According to Maladina, the project’s capital cost has increased from US$12 billion to approximately US$14.5 billion — a difference of US$2.5 billion — largely due to global factors. However, through negotiations, the Government has reduced its exposure, with any support capped at less than US$2 billion and structured to be fully repaid over the life of the project.
“This is a give-and-take mechanism designed so that no party is better off than the other,” he said, reiterating that there would be “no permanent loss” to the people of Papua New Guinea.
Maladina further clarified that there will be no sovereign borrowing to finance the capital increase, and no plans to raise US$3 billion through public debt. He added that the arrangement would not place pressure on the national budget in the short to medium term, as any support would be contained within the project framework and agreed with developers.
While specific details remain subject to ongoing negotiations and pending National Executive Council approval, the minister stressed that the Government is negotiating from a “position of strength and discipline”.
He also placed the project’s delays and cost escalation in a global context, noting that the COVID-19 pandemic disrupted supply chains, financing and development timelines across the energy sector. At one stage, costs had risen to US$18 billion due to inflation and contractor pricing pressures, but the Government worked with the project operator to reduce this to approximately US$14.5 billion.
“That is a significant achievement,” he said.
Maladina underscored that the Government’s approach is balanced — aimed at protecting State value, ensuring investor returns remain viable, and advancing the project.
“If the project does not proceed, there is no revenue, no jobs and no economic benefit,” he said.
He also dismissed claims that Cabinet decisions were being rushed or influenced, stating that all processes are subject to proper scrutiny.

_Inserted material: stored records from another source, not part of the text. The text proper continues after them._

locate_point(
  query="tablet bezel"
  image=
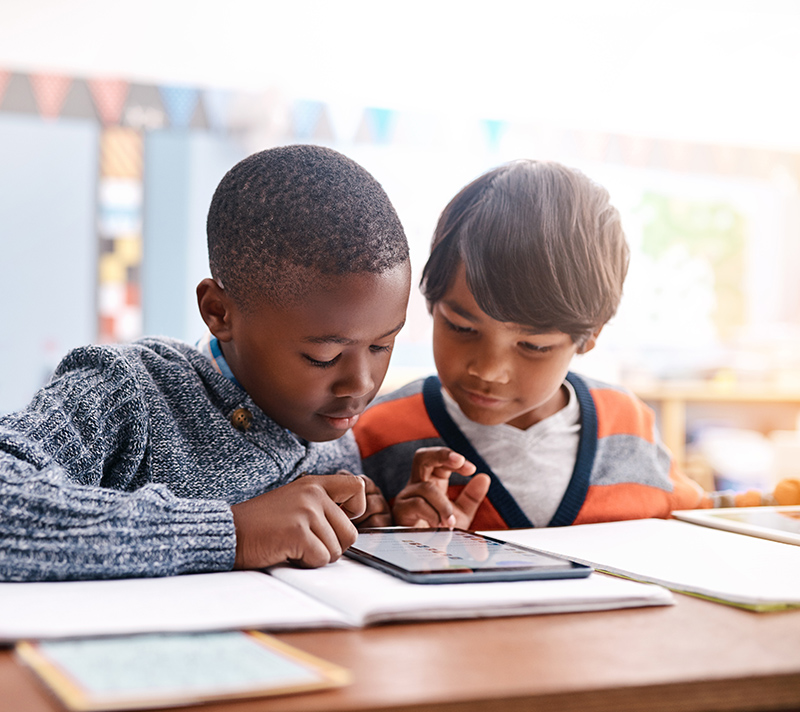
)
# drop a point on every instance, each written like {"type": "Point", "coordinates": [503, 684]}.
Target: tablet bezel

Additionally, he cautioned against criticism of key project partners, including TotalEnergies and ExxonMobil, describing such actions as irresponsible.
The minister reaffirmed that the Government’s priority remains securing long-term benefits for Papua New Guinea through the project.
“We are ensuring that any support provided is capped at below US$2 billion and fully repaid,” he said. “We are delivering a project that will generate long-term revenue, employment and economic growth.”
“The people of Papua New Guinea should be assured that their interests remain our priority.”